I am unsure how to differentiate an integral. The specific problem I am working on at the moment is:

$\frac{\partial }{\partial T} \int_t^T F(t;s) ds$

s is a dummy variable used to represent T. The solution to this is

$F(t;T)$

...but I am unsure why we would get this.

Peter

2. That's the first fundamental theorem of calculus: Fundamental theorem of calculus - Wikipedia, the free encyclopedia

If there's anything you should ever remember from calculus, it's this theorem.

3. Hi !
Originally Posted by peterpan
Hi,

I am unsure how to differentiate an integral. The specific problem I am working on at the moment is:

$\frac{\partial }{\partial T}\int_t^T F(t;s) ds$

s is a dummy variable used to represent T. The solution to this is

$F(t;T)$

...but I am unsure why we would get this.

Peter
Let $\tilde{F}(s)=F(t;s)$. Let $\mathcal{F}$ be an antiderivative of $\tilde{F}$.
By definition of the integral (I think you call it "fundamental theorem of calculus"), we have :

$\int_t^T \tilde{F}(s) ~ds=\mathcal{F}(T)-\mathcal{F}(t)$.

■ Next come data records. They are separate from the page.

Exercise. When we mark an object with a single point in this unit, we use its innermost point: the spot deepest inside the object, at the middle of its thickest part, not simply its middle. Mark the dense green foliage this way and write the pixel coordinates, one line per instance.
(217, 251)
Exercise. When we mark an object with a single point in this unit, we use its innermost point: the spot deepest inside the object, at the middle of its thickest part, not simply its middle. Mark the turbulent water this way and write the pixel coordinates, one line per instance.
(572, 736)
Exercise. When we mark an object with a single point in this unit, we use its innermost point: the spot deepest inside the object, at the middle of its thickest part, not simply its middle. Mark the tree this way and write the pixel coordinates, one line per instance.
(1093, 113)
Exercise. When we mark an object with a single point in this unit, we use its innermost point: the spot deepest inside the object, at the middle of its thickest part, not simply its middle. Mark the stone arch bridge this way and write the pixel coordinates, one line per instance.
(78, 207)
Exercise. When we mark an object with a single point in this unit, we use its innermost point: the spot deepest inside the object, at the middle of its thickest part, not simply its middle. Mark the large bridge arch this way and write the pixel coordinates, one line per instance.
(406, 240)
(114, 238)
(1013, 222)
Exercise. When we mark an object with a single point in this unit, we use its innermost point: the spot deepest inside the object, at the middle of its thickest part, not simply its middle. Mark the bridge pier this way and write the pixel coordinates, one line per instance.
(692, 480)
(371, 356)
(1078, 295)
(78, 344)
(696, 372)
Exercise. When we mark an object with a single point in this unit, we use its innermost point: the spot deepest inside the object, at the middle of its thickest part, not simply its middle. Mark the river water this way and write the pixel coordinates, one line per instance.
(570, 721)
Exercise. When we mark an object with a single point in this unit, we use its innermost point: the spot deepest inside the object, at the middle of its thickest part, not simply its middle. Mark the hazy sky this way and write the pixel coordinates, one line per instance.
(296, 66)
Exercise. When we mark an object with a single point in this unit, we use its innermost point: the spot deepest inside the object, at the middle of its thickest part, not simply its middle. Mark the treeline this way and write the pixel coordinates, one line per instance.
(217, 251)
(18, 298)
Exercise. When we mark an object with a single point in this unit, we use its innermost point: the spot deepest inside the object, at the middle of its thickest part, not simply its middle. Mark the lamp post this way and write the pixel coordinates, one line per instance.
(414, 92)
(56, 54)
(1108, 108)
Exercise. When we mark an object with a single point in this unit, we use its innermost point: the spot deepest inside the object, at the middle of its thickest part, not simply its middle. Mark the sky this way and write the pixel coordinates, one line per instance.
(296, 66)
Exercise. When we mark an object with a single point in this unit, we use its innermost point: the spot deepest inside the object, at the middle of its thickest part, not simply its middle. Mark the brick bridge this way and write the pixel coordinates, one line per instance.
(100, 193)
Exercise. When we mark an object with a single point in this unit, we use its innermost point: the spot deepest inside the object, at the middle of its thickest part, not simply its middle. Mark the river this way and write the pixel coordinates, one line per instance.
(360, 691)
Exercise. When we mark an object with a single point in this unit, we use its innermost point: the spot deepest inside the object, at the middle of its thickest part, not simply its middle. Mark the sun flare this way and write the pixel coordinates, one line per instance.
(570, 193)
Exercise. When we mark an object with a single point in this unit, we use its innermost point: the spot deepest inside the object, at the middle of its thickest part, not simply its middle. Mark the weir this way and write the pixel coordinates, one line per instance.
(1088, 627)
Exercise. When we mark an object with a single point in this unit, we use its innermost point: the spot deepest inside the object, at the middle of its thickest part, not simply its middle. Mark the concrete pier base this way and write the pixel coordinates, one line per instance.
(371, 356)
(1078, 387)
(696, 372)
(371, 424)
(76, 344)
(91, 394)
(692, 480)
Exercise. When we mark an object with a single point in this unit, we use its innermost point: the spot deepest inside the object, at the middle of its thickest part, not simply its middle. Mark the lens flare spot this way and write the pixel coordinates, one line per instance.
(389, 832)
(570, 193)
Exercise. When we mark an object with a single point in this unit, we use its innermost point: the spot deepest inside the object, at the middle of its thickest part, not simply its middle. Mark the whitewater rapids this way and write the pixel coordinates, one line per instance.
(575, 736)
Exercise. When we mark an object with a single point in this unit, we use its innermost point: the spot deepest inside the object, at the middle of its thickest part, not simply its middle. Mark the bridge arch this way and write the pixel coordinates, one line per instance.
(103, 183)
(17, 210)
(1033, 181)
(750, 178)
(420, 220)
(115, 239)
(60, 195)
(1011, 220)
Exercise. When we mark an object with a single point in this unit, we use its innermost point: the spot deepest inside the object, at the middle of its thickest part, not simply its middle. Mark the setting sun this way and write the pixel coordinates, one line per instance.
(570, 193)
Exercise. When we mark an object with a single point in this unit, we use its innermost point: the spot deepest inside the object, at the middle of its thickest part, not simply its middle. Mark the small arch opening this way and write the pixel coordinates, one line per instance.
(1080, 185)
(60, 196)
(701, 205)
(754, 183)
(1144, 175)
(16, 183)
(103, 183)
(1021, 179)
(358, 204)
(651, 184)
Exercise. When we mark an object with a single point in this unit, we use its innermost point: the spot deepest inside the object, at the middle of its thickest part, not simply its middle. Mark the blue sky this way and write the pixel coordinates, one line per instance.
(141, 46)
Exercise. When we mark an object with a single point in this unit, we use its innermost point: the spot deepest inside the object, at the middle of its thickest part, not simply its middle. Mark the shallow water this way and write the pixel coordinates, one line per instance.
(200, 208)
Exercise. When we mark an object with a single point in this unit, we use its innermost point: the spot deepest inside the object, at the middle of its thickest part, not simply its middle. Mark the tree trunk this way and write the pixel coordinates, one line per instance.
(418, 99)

Now, $\frac{\partial}{\partial T} \int_t^T \tilde{F}(s) ~ds=\frac{\partial}{\partial T} ~ \left(\mathcal{F}(T)-\mathcal{F}(t)\right)$

Assuming that t is not a function of T, we can thus consider that $\mathcal{F}(t)$ is a constant with respect to T. Hence $\frac{\partial}{\partial T} ~\mathcal{F}(t)=0$

$\therefore \frac{\partial}{\partial T} \int_t^T \tilde{F}(s) ~ds=\frac{\partial}{\partial T} ~\mathcal{F}(T)$

But the derivative of $\mathcal{F}$ is $\tilde{F}$. We can then say that $\frac{\partial}{\partial T} \int_t^T F(t;s) ~ds=\frac{\partial}{\partial T} \int_t^T \tilde{F}(s) ~ds=\tilde{F}(T)=F(t;T)$

4. Here's the general expression:

$\frac{\partial}{\partial x}\int_{f_1(x)}^{f_2(x)}G(x,t)dt=
G(x,f_2(x))\frac{d f_2}{dx}-G(x,f_1(x))\frac{d f_1}{dx}+\int_{f_1(x)}^{f_2(x)}
\frac{\partial G}{\partial x}dt$

Then:

$\frac{\partial}{\partial x}\int_{4x+x^2}^{\sin(x)} (2x^2\sin(t)+t^2e^{x})dt$

is a piece of cake right?